A veritable who’s who of Hollywood A-listers are fighting for money owed to them ahead of the sale of The Weinstein Company (TWC).
As The Weinstein Company accepts bids to take over its assets, stars are making their objections to the proposed sale over everything from royalties to back-end profit deals known in court.
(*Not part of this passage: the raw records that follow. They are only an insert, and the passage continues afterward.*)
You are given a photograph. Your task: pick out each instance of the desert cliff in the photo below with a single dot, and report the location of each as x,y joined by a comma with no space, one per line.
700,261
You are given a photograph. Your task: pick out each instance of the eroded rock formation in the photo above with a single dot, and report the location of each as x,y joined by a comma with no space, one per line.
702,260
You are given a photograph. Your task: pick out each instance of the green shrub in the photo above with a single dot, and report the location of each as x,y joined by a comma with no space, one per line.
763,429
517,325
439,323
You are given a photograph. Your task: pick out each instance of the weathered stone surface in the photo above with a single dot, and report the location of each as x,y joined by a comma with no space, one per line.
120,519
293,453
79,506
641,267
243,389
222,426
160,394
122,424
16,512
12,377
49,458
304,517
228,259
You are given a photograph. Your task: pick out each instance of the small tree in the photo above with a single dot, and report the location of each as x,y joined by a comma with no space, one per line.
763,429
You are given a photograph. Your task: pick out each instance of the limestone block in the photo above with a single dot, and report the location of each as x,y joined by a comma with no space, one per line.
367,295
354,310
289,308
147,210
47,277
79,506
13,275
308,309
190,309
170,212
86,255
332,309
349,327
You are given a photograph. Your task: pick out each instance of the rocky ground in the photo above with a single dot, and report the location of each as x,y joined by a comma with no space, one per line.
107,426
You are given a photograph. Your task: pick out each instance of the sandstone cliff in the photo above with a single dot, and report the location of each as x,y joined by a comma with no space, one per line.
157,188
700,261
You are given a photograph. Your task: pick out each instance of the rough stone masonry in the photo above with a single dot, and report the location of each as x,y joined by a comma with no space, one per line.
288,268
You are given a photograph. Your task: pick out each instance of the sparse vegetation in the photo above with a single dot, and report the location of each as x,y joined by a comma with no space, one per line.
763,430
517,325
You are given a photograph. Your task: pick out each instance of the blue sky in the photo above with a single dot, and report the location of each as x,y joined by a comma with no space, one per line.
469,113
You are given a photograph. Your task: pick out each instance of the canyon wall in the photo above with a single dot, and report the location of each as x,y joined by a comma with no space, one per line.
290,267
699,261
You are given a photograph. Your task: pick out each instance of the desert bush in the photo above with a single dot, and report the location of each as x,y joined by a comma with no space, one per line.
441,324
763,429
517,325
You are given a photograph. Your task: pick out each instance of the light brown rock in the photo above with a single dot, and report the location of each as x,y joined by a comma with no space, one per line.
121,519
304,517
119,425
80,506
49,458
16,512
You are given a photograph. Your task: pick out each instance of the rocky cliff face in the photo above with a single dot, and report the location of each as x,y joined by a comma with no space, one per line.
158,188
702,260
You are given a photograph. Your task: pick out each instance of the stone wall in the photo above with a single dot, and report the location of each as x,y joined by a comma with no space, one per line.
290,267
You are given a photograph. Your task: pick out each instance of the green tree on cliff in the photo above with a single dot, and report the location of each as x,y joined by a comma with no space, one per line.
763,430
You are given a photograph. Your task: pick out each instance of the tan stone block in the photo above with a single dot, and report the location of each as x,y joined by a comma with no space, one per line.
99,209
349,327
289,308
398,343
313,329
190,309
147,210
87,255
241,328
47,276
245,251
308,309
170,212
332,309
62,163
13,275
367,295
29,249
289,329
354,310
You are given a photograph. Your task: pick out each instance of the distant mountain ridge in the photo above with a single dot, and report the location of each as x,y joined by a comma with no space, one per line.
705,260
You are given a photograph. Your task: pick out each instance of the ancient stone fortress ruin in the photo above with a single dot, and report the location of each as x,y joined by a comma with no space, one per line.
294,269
The bankrupt company’s assets are expected to fetch upwards of $300 million.
Brad Pitt, Jennifer Lawrence, Jake Gyllenhaal, Meryl Streep, Leonardo DiCaprio, Rachel McAdams, John Cusack, Kevin Smith, Stephen King, Bill Murray, Heidi Klum, David O. Russell, Julia Roberts and Wes Craven are among those who have filed individual claims in court arguing they are still owed profits from TWC.
The Hollywood heavyweights allege TWC owes them money for films they did with several accusers claiming the company failed to provide them with accounting for several years, so they aren’t even sure exactly how much they are owed.
Even Harvey Weinstein has filed a claim against the sale, noting in court documents he is owed funds “which are related to theatre, production and movie rights which he owns (whether directly or through related entities) or for payments for which he deferred from prior years.”
The bankruptcy papers detail massive amounts of money owed to stars.
Quentin Tarantino is owed millions in royalties for his films Grindhouse/Death Proof, Inglorious Bastards, Django Unchained, and Hateful Eight and is demanding accounting be provided for all of them.
Gyllenhaal and McAdams are fighting for money owed to them for their 2015 drama Southpaw.
DiCaprio is contesting “how the winning bidder would have to pay nothing to cure a default under his acting agreement for Django Unchained,” according to Variety, while Lawrence wants to look at the accounting surrounding Silver Linings Playbook profits.
Among those looking to claim profits owed to them through back-end release deals and an accurate accounting record are Pitt for Killing Them Softly, Streep and Roberts for August: Osage County and The Giver, Craven for the Scream franchise, Cusack and King for 1408 and Smith for Clerks 2.
Netflix is also seeking nearly $2 million from The Weinstein Company for defaulted output deals.